As a suitable example, the trade name “EXOLIT” of Clariant Japan Co., Ltd.
Examples thereof include water-soluble hydroxy group-containing oligomeric phosphorus polyols commercially available as “OP550” and the like. This material can be prepared, for example, from a reaction product in a 2: 2: 8: 1 molar ratio of dimethylmethylphosphonate, phosphorus pentoxide, ethylene oxide and water.

  Moreover, as the phosphorus compound A (OH) n having 3 or 4 or more alcoholic hydroxyl groups, for example, in the above formulas (3) to (5), a hydrocarbon group to which OH is not bonded has an OH group. Or a compound in which the hydrocarbon group to which OH is bonded in the above formulas (3) to (5) further has an OH group.

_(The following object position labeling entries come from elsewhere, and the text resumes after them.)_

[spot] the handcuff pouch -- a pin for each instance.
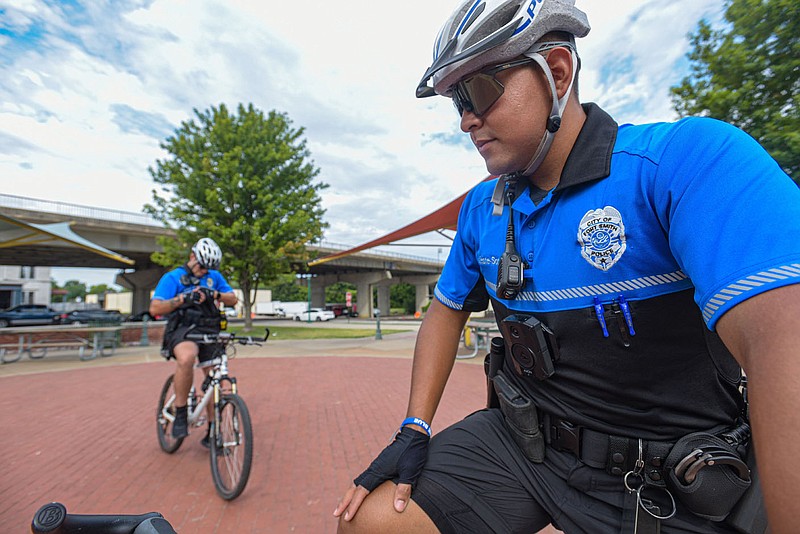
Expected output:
(707, 475)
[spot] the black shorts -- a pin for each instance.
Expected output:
(206, 353)
(477, 480)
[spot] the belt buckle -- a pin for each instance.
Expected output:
(564, 436)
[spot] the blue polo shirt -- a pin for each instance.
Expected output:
(171, 284)
(680, 221)
(693, 204)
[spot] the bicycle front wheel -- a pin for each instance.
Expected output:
(231, 447)
(469, 337)
(165, 415)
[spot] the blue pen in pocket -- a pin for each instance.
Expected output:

Examples of the phosphorus compound A (OH) n having three alcoholic hydroxyl groups include compounds in which, in the above formula (3), R ¹ has an OH group or one of R ² further has an OH group. it can. Examples of the compound in which R ¹ has OH include 4-hydroxybutyl-bis (3-hydroxypropyl) phosphine oxide, tris (3-hydroxypropyl) phosphine oxide, 2-hydroxyethyl-bis (3-hydroxypropyl). ) Phosphine oxide, hydroxymethyl-bis (3-hydroxypropyl) phosphine oxide, tris (2-hydroxyethyl) phosphine oxide, hydroxymethyl-bis (2-hydroxyethyl) phosphine oxide, tris (hydroxymethyl) phosphine oxide, etc. be able to.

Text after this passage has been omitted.